K. Thangavel, MLA, has said that relief and rehabilitation in flood affected areas in the city had been going at a slow pace owing to lack of coordination between the district and Corporation administrations. “Both have been functioning more or less in a parallel manner, which, in turn, is slowing down the rehabilitation of the residents in the flood-hit colonies,” the CPI(M) leader told reporters here on Friday.
Mr. Thangavel was of the opinion that the district administration lacked the expertise needed to handle emergency situations arising out of calamities like flash flood. “This is evident from the sloppy manner in which Collector M. Mathivanan and his team carried out the relief operations.
Even 72 hours after water receded following the flood in the early hours of Monday, rubbish/silt could still be seen lying in many hamlets and foul smell emanating from the houses that got inundated,” he said.

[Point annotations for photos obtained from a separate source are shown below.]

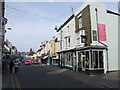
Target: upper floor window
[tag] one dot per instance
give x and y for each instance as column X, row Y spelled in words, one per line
column 67, row 42
column 80, row 21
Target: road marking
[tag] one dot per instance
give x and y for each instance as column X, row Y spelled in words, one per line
column 17, row 82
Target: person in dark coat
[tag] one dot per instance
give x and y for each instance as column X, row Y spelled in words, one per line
column 11, row 65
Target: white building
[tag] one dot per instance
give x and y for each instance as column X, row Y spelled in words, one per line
column 85, row 39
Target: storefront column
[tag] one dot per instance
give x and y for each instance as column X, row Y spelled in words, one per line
column 90, row 59
column 76, row 63
column 105, row 61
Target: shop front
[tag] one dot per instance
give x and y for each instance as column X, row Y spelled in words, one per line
column 67, row 59
column 91, row 59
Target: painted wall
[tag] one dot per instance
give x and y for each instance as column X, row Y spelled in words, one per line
column 69, row 32
column 112, row 39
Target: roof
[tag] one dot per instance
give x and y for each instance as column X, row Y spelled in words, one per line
column 70, row 18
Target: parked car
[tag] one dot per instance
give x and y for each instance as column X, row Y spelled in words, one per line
column 27, row 62
column 35, row 62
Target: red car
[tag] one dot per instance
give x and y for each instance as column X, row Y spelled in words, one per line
column 27, row 62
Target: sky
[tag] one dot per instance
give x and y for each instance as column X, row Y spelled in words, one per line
column 34, row 22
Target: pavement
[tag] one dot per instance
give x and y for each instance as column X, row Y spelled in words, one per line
column 55, row 73
column 108, row 80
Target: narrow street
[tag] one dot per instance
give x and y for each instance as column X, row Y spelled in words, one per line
column 40, row 76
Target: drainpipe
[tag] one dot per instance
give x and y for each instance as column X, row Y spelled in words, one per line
column 100, row 41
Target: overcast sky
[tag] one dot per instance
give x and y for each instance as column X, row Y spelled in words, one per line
column 34, row 22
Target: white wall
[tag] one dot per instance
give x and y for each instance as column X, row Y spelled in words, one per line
column 112, row 37
column 71, row 33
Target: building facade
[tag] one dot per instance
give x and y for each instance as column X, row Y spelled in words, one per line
column 85, row 42
column 3, row 22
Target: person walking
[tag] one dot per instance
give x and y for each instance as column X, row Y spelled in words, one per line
column 11, row 65
column 16, row 65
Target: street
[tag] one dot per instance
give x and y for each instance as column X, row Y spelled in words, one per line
column 41, row 76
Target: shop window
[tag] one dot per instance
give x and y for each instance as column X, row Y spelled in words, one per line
column 100, row 59
column 80, row 22
column 83, row 39
column 94, row 35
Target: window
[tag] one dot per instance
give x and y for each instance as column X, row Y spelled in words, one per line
column 94, row 35
column 78, row 39
column 69, row 42
column 80, row 22
column 83, row 39
column 66, row 42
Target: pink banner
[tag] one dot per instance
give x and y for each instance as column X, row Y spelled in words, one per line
column 101, row 32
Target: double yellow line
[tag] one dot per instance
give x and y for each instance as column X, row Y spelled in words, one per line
column 17, row 82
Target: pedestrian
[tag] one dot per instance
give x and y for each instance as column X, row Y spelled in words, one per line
column 16, row 65
column 11, row 65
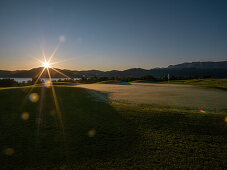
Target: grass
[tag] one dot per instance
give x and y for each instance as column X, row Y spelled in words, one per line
column 98, row 135
column 215, row 83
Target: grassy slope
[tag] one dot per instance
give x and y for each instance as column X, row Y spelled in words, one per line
column 127, row 136
column 217, row 83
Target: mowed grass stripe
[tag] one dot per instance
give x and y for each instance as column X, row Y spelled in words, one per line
column 102, row 135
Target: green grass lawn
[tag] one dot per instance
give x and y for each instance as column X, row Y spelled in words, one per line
column 216, row 83
column 103, row 136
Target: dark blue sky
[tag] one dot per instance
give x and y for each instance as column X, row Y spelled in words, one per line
column 113, row 34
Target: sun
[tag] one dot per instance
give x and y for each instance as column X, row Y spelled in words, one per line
column 46, row 64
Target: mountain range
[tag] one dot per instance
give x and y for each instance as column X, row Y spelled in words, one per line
column 212, row 69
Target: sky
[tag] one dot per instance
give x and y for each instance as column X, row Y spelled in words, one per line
column 111, row 34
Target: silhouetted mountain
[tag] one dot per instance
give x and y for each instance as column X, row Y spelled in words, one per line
column 202, row 65
column 212, row 69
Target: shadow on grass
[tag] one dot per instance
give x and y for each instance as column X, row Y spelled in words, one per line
column 92, row 129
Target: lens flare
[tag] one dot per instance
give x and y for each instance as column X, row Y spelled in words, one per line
column 8, row 151
column 34, row 97
column 46, row 64
column 91, row 133
column 25, row 116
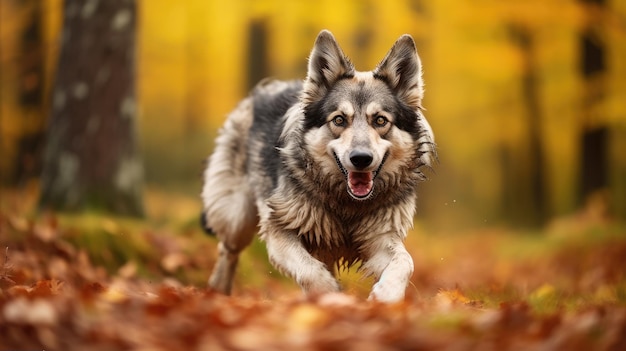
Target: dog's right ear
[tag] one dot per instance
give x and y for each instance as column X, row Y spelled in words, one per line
column 327, row 64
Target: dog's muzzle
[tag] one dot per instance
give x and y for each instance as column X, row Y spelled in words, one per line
column 360, row 183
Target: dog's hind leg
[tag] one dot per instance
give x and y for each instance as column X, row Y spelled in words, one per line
column 229, row 207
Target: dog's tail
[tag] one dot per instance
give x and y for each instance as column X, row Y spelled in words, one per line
column 205, row 225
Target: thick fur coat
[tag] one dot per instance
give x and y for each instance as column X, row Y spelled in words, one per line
column 327, row 168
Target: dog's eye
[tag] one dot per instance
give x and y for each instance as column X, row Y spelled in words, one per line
column 381, row 121
column 339, row 121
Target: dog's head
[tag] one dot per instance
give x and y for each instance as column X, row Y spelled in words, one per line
column 362, row 124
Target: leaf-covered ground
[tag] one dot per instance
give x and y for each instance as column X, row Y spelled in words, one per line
column 90, row 282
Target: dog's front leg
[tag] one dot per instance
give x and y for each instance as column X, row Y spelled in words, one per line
column 391, row 265
column 289, row 256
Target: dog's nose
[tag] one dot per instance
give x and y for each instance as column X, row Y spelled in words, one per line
column 361, row 159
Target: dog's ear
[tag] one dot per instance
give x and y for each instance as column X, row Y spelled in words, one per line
column 327, row 64
column 401, row 69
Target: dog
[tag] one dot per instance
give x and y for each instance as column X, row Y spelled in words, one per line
column 327, row 168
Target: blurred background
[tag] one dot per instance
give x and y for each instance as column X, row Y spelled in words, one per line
column 526, row 98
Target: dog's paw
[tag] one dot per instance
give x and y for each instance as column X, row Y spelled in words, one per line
column 387, row 293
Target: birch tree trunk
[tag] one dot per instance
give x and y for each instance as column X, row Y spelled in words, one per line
column 91, row 157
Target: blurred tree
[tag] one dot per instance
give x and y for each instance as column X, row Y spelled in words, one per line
column 594, row 139
column 530, row 207
column 27, row 163
column 91, row 158
column 257, row 57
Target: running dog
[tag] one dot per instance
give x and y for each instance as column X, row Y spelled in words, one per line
column 327, row 168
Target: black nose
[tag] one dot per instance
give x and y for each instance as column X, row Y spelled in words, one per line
column 361, row 159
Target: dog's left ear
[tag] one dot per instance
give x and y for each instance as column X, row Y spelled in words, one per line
column 327, row 64
column 401, row 69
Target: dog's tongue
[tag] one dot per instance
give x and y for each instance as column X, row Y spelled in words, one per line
column 360, row 183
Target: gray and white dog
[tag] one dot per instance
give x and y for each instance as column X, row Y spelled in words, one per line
column 327, row 168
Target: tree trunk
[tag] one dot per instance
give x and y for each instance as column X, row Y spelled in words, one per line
column 27, row 163
column 594, row 141
column 91, row 158
column 529, row 183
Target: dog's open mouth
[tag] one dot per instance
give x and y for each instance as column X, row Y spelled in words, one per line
column 360, row 184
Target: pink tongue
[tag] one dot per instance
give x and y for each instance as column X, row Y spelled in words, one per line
column 360, row 183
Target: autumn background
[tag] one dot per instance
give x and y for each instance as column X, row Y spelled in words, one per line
column 526, row 99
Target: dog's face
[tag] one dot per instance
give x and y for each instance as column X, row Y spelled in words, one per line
column 362, row 124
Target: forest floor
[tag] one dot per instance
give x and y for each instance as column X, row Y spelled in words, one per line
column 92, row 282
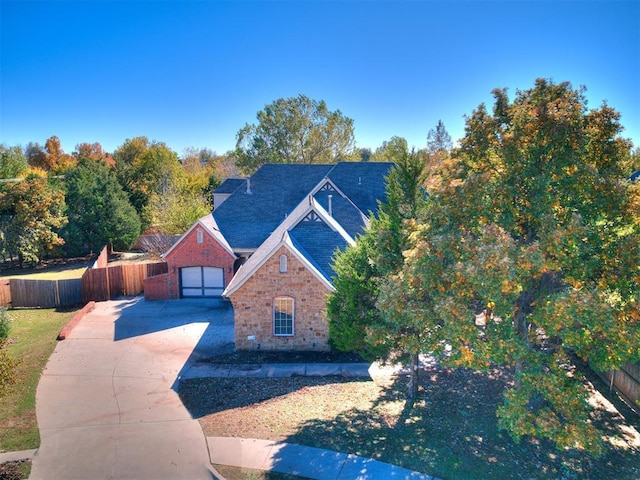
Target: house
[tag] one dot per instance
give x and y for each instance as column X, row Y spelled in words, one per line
column 268, row 248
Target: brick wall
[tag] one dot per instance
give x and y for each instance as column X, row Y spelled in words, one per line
column 156, row 287
column 190, row 253
column 253, row 307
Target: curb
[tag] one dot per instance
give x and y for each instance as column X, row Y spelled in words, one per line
column 276, row 370
column 79, row 315
column 308, row 462
column 16, row 456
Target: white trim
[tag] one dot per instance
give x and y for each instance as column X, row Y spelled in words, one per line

The officials, according to him, also lacked the knowledge of what government machinery will have to do for people whose entire paraphernalia were taken away by the flood waters.
Mr. Thangavel said that the district administration did not include him in any of the consultative meetings held to evaluate the damages as well as to chalk out action plan for restoring normalcy in the lives of those affected, even though almost entire flood-hit colonies falls under his constituency (Tirupur South). He reiterated the need to augment financial and welfare assistances to the flood affected families on a need-basis instead of uniformly giving certain quantity of rice, cash and kerosene.
V. S. Isaac Aiyya, national president of Akila Indiya Jananayaka Makkal Katchi, asked the state government to increase the solatium amount from Rs. 2 lakh to Rs. 5 lakh.